BELLA: Oh Lord it has been just one thing after another. I have to have done something to deserve this. I believed in this, I believed in him but why does everyone I love leave me instead. The only emotion that ever stays is pain. Is this the only emotion that will keep me company till I die? What about love God... (turning to look at Edward.) What about love?
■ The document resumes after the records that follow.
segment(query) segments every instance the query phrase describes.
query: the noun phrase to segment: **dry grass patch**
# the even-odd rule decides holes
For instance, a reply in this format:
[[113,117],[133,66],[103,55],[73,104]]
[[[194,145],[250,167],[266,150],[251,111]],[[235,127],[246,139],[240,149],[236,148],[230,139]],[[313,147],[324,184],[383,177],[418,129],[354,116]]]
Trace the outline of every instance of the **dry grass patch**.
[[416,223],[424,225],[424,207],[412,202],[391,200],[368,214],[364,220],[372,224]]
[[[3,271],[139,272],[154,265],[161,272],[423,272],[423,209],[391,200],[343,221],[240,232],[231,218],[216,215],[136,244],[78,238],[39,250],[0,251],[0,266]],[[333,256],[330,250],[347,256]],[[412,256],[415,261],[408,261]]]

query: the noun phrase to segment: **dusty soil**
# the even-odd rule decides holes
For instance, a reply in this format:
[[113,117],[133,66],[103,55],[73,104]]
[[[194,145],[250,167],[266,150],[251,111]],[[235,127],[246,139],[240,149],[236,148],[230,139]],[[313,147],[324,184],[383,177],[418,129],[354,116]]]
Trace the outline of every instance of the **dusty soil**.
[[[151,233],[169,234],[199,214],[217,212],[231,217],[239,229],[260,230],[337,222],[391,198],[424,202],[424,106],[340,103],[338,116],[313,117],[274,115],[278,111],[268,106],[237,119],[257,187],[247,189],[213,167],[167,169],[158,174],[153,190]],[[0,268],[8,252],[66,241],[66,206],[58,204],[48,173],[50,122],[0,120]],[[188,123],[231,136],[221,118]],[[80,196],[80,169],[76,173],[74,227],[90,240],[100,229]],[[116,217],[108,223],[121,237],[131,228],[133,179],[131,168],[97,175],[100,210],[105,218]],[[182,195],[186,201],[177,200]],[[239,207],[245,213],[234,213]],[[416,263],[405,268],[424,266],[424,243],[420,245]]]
We sit in silence till the sun rises. This used to be so easy. I use to look at him and feel nothing but love but now this very same person who gave me the best memories of my life is the very same person who has given me hate. There's just too much feeling now, it's overtaking me. I feel love, I feel hate, I feel fear, I feel relief, I feel anxiety, I feel reprieve. I am tired and yet I can run miles without stopping just to seek lunacy. Who is this woman who feels all these things? The woman who is capable of losing her mind and staying down forever. I don't know how to overcome her. She is so strong.

BELLA: You're right, you are no longer the man I married.

I step into the shower and as the water runs down on me I let the tears run too. He hasn't stayed in the bar for long, he comes to the bathroom, listening to me cry.

Torturing himself with the knowledge that he was responsible for all of this. And just when he was sure he will remember them for the rest of his life, he left the house to do grieving of his own.

As soon as I finish in the bathroom, I drive to Jake's place. He is alone when I get there, I am so glad, he flings his arms around me and tells me it's ok when I cry. I believe him.